Sono alcuni dei dati raccolti dal nuovo osservatorio sul sessismo nei luoghi di lavoro dell’associazione Fior di risorse, realizzato dalla redazione di SenzaFiltro: all’indagine hanno partecipato più di 700 lavoratrici e lavoratori, che tra novembre 2021 e gennaio 2022 hanno risposto a un questionario. Tra loro ci sono amministratori delegati e centralinisti, metalmeccanici e responsabili di stabilimento, segretari di direzione e responsabili della comunicazione. Il 40 per cento sono uomini.

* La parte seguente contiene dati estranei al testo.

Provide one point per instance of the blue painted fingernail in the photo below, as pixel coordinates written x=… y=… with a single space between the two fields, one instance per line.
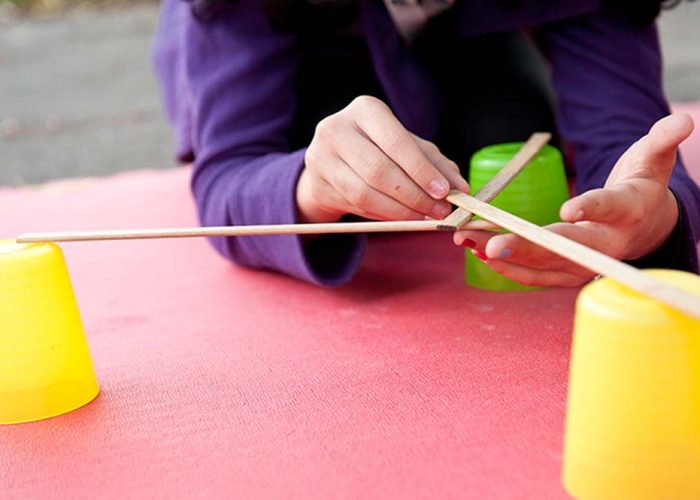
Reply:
x=505 y=253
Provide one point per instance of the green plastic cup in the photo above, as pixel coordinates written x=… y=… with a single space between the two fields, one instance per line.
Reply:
x=536 y=195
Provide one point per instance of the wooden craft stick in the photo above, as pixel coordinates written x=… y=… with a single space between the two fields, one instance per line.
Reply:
x=458 y=218
x=582 y=255
x=262 y=230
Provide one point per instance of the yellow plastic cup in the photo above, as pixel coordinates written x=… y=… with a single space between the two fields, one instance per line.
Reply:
x=45 y=364
x=633 y=419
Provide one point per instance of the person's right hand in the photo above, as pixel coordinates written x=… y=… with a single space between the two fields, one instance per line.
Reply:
x=361 y=160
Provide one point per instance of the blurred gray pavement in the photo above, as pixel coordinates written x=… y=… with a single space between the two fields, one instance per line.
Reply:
x=78 y=96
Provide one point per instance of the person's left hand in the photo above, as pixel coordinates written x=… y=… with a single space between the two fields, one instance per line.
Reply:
x=633 y=215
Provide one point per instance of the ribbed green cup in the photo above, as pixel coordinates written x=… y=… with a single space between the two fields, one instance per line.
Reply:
x=536 y=195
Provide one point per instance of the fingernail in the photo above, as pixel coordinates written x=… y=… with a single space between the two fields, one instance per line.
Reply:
x=441 y=210
x=480 y=255
x=438 y=188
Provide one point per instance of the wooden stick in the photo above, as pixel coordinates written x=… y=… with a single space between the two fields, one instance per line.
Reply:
x=261 y=230
x=582 y=255
x=458 y=218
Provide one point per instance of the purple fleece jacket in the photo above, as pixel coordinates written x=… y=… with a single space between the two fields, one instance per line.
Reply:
x=227 y=89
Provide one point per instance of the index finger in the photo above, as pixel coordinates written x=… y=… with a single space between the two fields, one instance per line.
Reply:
x=378 y=123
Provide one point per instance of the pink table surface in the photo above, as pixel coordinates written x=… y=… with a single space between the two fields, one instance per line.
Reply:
x=219 y=381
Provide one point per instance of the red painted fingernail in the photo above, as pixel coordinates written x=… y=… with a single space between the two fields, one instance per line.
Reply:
x=480 y=255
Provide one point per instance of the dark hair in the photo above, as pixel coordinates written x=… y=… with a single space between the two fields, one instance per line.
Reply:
x=331 y=15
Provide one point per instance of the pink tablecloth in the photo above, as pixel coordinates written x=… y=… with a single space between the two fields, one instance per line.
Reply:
x=219 y=382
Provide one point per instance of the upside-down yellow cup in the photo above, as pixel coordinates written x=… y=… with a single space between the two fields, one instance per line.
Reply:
x=45 y=364
x=633 y=419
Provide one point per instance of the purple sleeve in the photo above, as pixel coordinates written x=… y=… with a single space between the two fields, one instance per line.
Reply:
x=608 y=80
x=235 y=102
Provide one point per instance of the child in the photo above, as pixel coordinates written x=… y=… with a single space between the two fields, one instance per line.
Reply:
x=309 y=110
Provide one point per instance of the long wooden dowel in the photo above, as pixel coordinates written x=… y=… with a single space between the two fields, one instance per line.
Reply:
x=260 y=230
x=582 y=255
x=498 y=182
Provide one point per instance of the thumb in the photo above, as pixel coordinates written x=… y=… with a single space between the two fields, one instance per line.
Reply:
x=654 y=155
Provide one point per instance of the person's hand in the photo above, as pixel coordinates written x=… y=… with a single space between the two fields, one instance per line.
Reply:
x=361 y=160
x=633 y=215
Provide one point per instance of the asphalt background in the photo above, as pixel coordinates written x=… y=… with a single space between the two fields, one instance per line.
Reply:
x=78 y=96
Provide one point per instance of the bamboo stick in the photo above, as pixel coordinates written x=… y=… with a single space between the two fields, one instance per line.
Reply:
x=582 y=255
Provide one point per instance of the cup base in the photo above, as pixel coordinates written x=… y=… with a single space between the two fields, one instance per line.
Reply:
x=30 y=405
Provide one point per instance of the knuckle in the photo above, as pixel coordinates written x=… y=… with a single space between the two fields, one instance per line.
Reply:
x=312 y=157
x=393 y=142
x=366 y=102
x=360 y=196
x=376 y=172
x=326 y=130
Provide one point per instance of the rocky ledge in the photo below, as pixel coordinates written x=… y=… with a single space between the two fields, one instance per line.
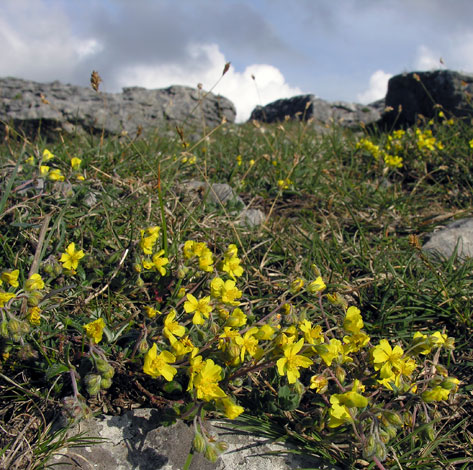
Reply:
x=46 y=108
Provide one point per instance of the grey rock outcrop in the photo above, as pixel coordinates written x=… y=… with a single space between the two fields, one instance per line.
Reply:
x=32 y=108
x=136 y=441
x=222 y=195
x=417 y=93
x=304 y=107
x=456 y=235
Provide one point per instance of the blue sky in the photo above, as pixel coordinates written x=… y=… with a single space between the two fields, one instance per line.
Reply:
x=335 y=49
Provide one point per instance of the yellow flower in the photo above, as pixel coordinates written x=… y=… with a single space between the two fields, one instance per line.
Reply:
x=196 y=365
x=56 y=175
x=421 y=344
x=216 y=285
x=232 y=410
x=316 y=286
x=393 y=161
x=151 y=312
x=35 y=282
x=158 y=365
x=230 y=292
x=11 y=277
x=75 y=163
x=385 y=358
x=5 y=297
x=435 y=394
x=183 y=346
x=206 y=382
x=148 y=239
x=285 y=183
x=329 y=352
x=248 y=343
x=232 y=267
x=94 y=330
x=265 y=333
x=231 y=251
x=290 y=363
x=172 y=327
x=312 y=335
x=353 y=322
x=34 y=315
x=47 y=155
x=70 y=259
x=319 y=383
x=297 y=285
x=341 y=404
x=237 y=318
x=200 y=307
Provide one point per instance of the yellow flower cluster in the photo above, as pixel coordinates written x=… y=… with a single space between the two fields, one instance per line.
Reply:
x=155 y=260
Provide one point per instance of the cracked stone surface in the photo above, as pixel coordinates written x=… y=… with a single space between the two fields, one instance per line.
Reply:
x=135 y=441
x=444 y=241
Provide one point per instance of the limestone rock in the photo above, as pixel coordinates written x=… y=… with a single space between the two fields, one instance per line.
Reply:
x=136 y=441
x=452 y=90
x=304 y=107
x=222 y=194
x=45 y=108
x=443 y=242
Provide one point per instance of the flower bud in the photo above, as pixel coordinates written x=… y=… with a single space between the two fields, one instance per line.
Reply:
x=34 y=298
x=370 y=447
x=381 y=451
x=428 y=432
x=315 y=270
x=4 y=329
x=233 y=350
x=92 y=383
x=340 y=374
x=199 y=442
x=58 y=269
x=214 y=328
x=450 y=383
x=14 y=326
x=237 y=382
x=104 y=368
x=143 y=347
x=296 y=285
x=182 y=272
x=105 y=383
x=48 y=269
x=393 y=418
x=299 y=388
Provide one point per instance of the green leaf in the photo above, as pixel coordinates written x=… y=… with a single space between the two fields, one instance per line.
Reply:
x=56 y=369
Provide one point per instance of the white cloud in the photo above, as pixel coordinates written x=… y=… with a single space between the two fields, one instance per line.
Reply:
x=378 y=87
x=205 y=65
x=426 y=59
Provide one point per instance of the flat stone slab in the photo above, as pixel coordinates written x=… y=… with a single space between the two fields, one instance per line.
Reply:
x=444 y=241
x=134 y=441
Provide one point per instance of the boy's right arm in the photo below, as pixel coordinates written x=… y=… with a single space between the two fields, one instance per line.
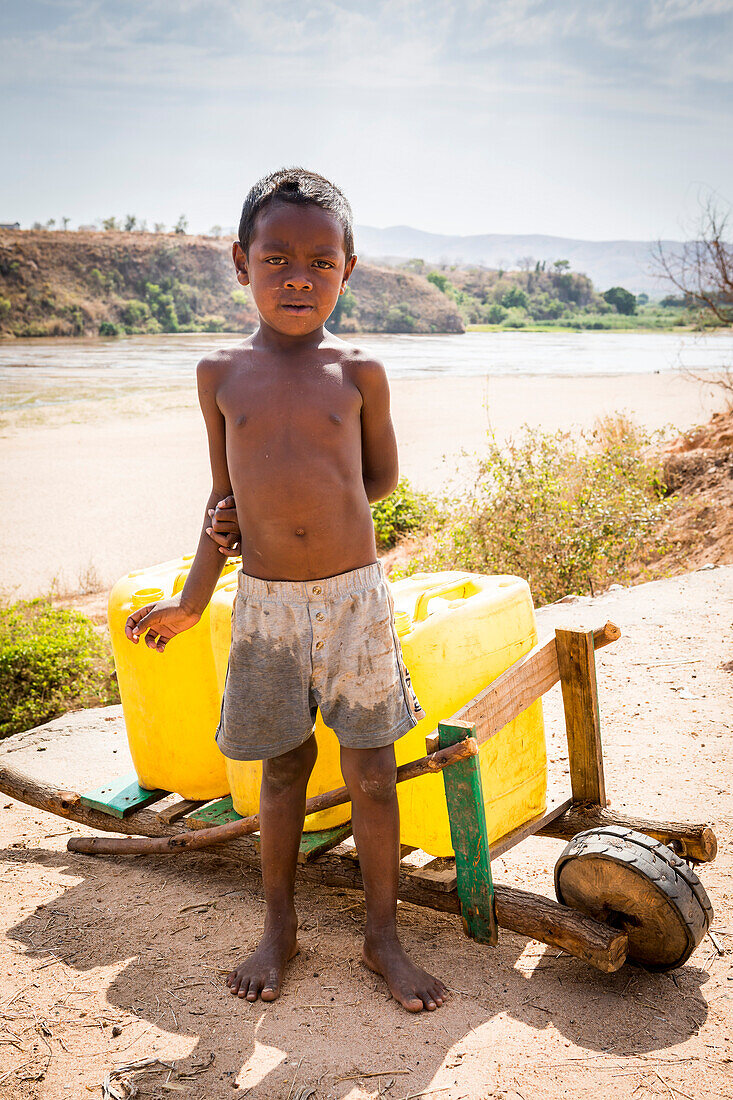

“Nel bar dove lavoravo, il mio titolare faceva continue battute a sfondo sessuale”, racconta Lara (il nome è di fantasia), 27 anni, di origine kosovara. “Mi affidava le mansioni più dure e, quando qualcosa non andava, era sempre colpa mia: una volta una cliente ha trovato un capello nell’insalata e lui ha minacciato di licenziarmi. Io ero alle prime armi e non gli rispondevo, anzi spesso ero in imbarazzo”. La situazione è peggiorata quando Lara si è ammalata: soffriva di crisi epilettiche, e il medico le ha consigliato di restare a casa. “Per paura di perdere il posto andavo lo stesso a lavorare: ero molto debole, non mi reggevo in piedi. L’ultimo giorno che l’ho visto mi ha detto: ‘Vai via zingarella, e non tornare più’. Solo oggi mi rendo conto che, per tenermi stretto il lavoro, sono arrivata a umiliare me stessa”.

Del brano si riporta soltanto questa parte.